“Punch”, 29 October 1980
An opportunity for a little-same sex explains all these rather fey, twinkly-eyed persons on stage in a quasi-S&M scenario.
The play would probably have faded in the nether realm where most theatrical productions reside with just a few more sniggers given the sexual aspects and a little more outrage than usual given its pro-Irish independence theme. However it really hit the headlines due to the activities of censorious religiously motivated prude and all-around screw-face Mary Whitehouse. Never knowingly without sand in her vag, though Whitehouse knew nothing about politics (the subtleties of rape as a metaphor passed over her head with a sonic boom), she knew filth when she heard about it. If the depiction of sodomitical intercourse between men on stage wasn’t filth then nothing was. The self-appointed guardian of the nation’s morals didn’t go see the play, but did send one of her minions to attend a showing. He reported he had seen one of the actors insert his penis into another actor's rear. Despite Whitehouse’s urgings the Director of Public Prosecutions said no legal action would be taken, so Whitehouse initiated her own private prosecution against the director for having "procured an act of gross indecency” contrary to the Sexual Offences Act of 1956 – the same law used against cottaging.
Not the Nine O’Clock News, 1981
(First half is a parody of the somewhat raunchy dance troupe “Hot Gossip”, a few of whose members were fairly obviously gay. Here you can you see Rowan Atkinson, Griff Rhys-Jones and Mel Smith as “The Nancy Boys” swishing about to Blondie’s “Atomic” as some rather bored dancers more than just a little cheesed off with their lithe female colleagues tarting it about – whereas real gay dancers would probably try to outshine the females and hog the spotlight.
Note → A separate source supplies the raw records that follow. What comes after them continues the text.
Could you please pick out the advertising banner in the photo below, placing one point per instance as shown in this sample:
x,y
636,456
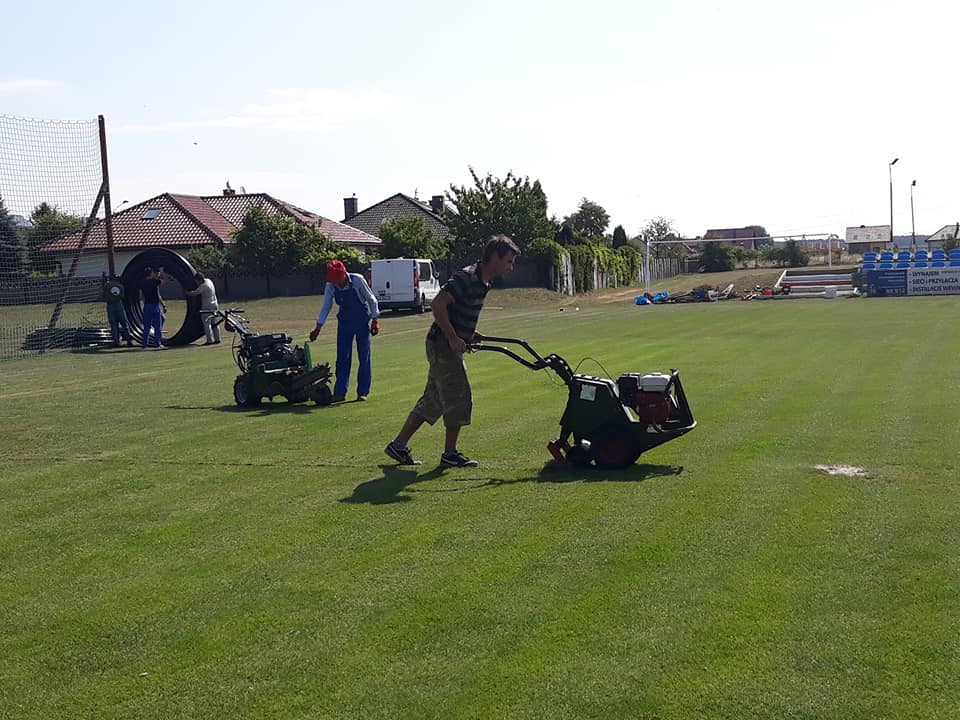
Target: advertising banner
x,y
913,281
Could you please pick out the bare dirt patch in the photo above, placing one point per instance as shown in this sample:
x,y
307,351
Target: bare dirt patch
x,y
845,470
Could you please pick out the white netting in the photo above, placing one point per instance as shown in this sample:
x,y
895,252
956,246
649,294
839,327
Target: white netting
x,y
50,289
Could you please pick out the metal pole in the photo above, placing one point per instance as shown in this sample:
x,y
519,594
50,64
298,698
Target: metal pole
x,y
890,171
647,269
913,227
111,268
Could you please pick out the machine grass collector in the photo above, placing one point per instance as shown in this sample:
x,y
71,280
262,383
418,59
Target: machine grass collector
x,y
605,422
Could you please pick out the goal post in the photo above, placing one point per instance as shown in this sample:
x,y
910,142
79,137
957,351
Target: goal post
x,y
54,187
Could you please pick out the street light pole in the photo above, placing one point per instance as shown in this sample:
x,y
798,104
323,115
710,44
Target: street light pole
x,y
890,171
913,226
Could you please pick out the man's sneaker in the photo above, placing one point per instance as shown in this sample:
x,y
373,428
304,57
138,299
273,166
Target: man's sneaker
x,y
457,459
401,455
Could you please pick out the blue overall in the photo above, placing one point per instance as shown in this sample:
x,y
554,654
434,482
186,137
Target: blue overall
x,y
353,321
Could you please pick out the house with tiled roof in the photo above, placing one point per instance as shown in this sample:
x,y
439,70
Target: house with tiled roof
x,y
395,206
186,222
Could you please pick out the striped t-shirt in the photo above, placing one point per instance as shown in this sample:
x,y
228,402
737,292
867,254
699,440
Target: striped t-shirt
x,y
468,291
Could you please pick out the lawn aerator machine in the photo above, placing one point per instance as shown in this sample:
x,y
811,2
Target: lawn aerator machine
x,y
605,422
270,365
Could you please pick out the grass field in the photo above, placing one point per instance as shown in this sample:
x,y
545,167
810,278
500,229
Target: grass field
x,y
166,555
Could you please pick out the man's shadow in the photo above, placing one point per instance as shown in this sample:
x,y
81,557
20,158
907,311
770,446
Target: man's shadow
x,y
387,489
396,478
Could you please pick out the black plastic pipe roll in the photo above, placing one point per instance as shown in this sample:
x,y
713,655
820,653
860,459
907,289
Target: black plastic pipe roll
x,y
177,267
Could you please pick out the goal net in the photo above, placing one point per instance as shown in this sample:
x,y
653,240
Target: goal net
x,y
52,191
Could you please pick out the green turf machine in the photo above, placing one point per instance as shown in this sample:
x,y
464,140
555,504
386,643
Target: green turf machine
x,y
271,365
607,423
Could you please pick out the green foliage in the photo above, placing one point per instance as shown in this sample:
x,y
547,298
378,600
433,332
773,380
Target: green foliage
x,y
742,256
716,257
49,223
268,244
759,231
619,236
590,220
790,254
317,258
208,258
409,236
622,263
659,229
9,244
545,254
513,206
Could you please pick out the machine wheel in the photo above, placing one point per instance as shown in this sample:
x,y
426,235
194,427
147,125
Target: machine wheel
x,y
613,447
323,396
243,392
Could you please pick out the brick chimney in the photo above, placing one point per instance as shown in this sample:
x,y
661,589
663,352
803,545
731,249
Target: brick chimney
x,y
349,207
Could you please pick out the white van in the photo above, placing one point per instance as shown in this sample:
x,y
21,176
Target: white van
x,y
404,283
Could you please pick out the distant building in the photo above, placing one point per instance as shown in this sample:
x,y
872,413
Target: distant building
x,y
399,205
185,222
944,233
868,238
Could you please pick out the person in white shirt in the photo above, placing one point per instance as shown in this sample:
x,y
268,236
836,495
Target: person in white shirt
x,y
208,306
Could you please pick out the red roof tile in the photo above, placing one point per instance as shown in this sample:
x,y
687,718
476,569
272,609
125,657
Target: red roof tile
x,y
188,221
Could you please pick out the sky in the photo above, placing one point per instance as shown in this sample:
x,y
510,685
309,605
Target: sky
x,y
709,114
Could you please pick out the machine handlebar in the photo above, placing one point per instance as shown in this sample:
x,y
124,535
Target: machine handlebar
x,y
552,361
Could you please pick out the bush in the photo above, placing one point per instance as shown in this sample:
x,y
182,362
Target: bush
x,y
716,257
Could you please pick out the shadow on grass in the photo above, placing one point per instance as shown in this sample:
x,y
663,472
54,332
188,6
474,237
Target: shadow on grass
x,y
552,472
387,489
276,407
397,478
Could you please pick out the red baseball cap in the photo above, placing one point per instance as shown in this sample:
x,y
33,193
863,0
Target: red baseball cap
x,y
336,271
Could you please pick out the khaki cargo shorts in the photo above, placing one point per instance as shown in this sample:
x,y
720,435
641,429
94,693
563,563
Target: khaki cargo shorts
x,y
447,393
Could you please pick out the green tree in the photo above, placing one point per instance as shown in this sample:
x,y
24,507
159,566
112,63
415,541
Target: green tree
x,y
10,262
208,259
716,257
590,220
513,206
759,231
270,244
660,230
952,241
619,236
49,223
794,255
409,236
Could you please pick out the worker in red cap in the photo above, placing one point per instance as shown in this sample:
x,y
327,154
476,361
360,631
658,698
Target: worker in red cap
x,y
356,322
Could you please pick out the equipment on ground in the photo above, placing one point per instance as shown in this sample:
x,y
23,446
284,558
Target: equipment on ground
x,y
605,422
270,365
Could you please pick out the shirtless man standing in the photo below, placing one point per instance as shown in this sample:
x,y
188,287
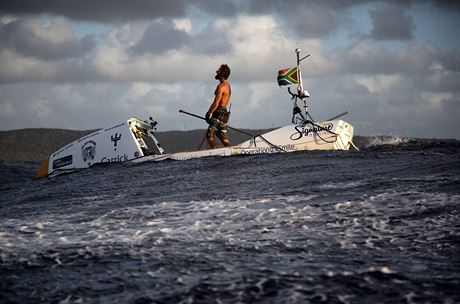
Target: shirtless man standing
x,y
218,115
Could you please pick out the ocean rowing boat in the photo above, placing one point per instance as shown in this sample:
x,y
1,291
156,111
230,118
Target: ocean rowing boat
x,y
134,140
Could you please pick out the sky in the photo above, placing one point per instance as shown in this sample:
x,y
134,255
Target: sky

This is closer to the cliche of male ballet dancers bored and envious of the attention given to then women).
Starts at 1.18
The play makes the perfect occasion for an “I’ll be buggered if I go out there” joke.
The trial went around with terrible consequences for the accused if found guilty. The prosecution though had only one witness, the minion who had reported to Whitehouse. His evidence was that he had seen a penis penetrate. Upon questioning it was revealed that he had purchased a cheap seat at the rear of the audience making him unreliable, so that he had not seen what had really happened on stage - the actor had in fact simply made a fist with his thumb sticking out and mimed penetration.
The presiding judge said the case could still continue on the Act's grounds of obscenity as the tendency to deprave or corrupt, but then Whitehouse’s lawyer refused to proceed and the case collapsed in an unprecedented manner. Both sides claimed victory, although since she was the party who initiated a £40,000 law case on the basis of an obscured thumb, you can’t help but feel Whitehouse looks the more foolish.